Welcome to February’s Q&A! I haven’t done a Q&A in MONTHS and it’s time to compile the THREE biggest questions I got asked in hopes that this will serve you today.

As a conscious breakup coach, I want to help you get over your ex in a healthy, conscious and mindful way, so I’ll share what’s helped me and others in our breakup journeys.

Q

How can I stop ruminating over the past?

A

Firstly, let’s talk about why we ruminate: it’s the brains way of finding safety in a situation. In this case—our breakups and the fact that we are no longer with our ex. Going over the why’s, what-ifs, and but-how-can-Is are all your brains way of seeking mental and emotional safety. When this happens, take a moment to acknowledge that you are in fact in fear-mode, that your mind is attempting to feel safe, and take a deep breath (or 5) to reset. My 21-day meditation healing breakup journey does a deep dive to help you with ruminating thoughts and find that inner peace when your relationship ends.

Q

How can I stop blaming myself? The more I self-reflect, the more I feel I was the one who caused the breakup.

A

The way I see it is that there’s healthy self-reflection, as in taking accountability for your share in how things happened over the course of the relationship, and then straight up taking all the blame with little regard as to how your ex contributed. The key here is adding more self-compassion into these internal conversations to create a balance.
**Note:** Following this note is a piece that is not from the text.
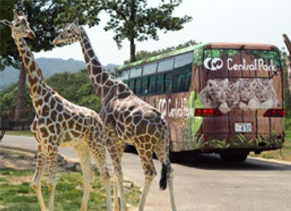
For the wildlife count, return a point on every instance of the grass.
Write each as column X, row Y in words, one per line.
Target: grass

In these moments where you might not even realize you’re blaming yourself and putting all this pressure to “fix yourself” or figure it out, remind yourself of all the loving and wonderful things you DID contribute to the relationship, and how you DID show up. When you see through the lens of love, you see clearly. When you see through the fear, regret, sorrow and anger, you only fuel it and feel unsettled in your body, mind and soul. Meditating is a really powerful way to channel your self-compassion and build that self-awareness to catch yourself caught up in self-blaming thoughts.

Q

Everyone keeps telling me to “self-care,” but I’m doing that and it’s not really helping. What should I do?

A

I love this question because I see as a society we throw around the word “self-care” without talking about the intentionality of what self-care is (granted I’m so happy that self-care is becoming more prioritized now as we lead extremely full lives). And I definitely have asked this in the beginning of my self-love journey years ago.

Here’s how to merge self-care and self-love: you want to check in with yourself daily and simply ask yourself “what can I do today that would be an act of love to myself?” The simple act of asking yourself what you need today is both loving, intentional and actually provides what you need in order to feel better. Self-care activities alone don’t necessarily recharge you, so that’s why adding the element of intentionality to it is where you get rejuvenated. Some days self-love is keeping your phone away from you, and other days it’s watching a full movie while you’re taking a bath. And sometimes it’s missing a day of work to grieve and journal. The important thing is that you’ve checked in with yourself to actually ASK YOU what you need.